Borrowings are classified as current liabilities unless the Company has an unconditional right to defer settlement of the liability for at least 12 months after the reporting period. Where there is a breach of a material provision of a long-term loan arrangement on or before the end of the reporting period with the effect that the liability becomes payable on demand on the reporting date, the entity does not classify the liability as current, if the lender agreed, after the reporting period and before the approval of the financial statements for issue, not to demand payment as a consequence of the breach.
Long-term debt is specified in Ind AS Schedule III as a borrowing having a period of more than twelve months at the time of origination.
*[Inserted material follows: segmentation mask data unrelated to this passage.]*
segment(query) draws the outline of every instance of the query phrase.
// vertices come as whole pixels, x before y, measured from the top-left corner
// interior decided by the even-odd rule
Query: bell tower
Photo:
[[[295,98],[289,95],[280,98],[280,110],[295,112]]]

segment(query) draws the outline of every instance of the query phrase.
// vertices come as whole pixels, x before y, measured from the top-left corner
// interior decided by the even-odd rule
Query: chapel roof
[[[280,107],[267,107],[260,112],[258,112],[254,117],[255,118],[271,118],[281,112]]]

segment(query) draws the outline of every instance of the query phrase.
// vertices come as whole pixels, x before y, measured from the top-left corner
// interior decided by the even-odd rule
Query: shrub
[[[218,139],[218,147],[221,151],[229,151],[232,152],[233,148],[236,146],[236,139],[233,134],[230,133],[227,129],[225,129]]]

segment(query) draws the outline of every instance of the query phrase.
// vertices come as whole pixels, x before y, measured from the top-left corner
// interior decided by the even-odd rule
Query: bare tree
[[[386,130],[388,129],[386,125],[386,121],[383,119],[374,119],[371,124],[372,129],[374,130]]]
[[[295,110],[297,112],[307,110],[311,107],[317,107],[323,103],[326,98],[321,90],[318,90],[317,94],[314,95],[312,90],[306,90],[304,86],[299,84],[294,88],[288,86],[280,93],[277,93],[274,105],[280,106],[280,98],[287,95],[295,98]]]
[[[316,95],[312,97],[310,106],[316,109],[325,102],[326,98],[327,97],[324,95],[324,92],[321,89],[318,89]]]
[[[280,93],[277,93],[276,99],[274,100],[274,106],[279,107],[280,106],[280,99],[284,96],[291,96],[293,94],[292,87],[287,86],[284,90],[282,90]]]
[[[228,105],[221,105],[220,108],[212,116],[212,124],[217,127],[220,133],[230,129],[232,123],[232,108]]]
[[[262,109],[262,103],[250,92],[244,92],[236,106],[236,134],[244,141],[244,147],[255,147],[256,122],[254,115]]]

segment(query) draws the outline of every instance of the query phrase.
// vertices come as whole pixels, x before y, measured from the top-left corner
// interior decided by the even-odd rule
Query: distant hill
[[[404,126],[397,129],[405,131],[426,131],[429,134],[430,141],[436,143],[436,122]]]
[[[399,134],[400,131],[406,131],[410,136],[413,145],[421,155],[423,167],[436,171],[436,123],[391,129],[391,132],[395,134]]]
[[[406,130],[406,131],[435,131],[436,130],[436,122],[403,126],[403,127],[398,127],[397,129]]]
The portion of non-current borrowings, which is due for payments within twelve months of the reporting date is classified under “current borrowings” while the balance amount is classified under non-current borrowings.
(o) Borrowing costs
General and specific borrowing costs that are directly attributable to the acquisition, construction or production of a qualifying asset are capitalised during the period of time that is required to complete and prepare the asset for its intended use or sale. Qualifying assets are assets that necessarily take a substantial period of time to get ready for their intended use or sale.
Investment income earned on the temporary investment of specific borrowings pending their expenditure on qualifying assets is deducted from the borrowing costs eligible for capitalisation.
Other borrowing costs are expensed in the period in which they are incurred.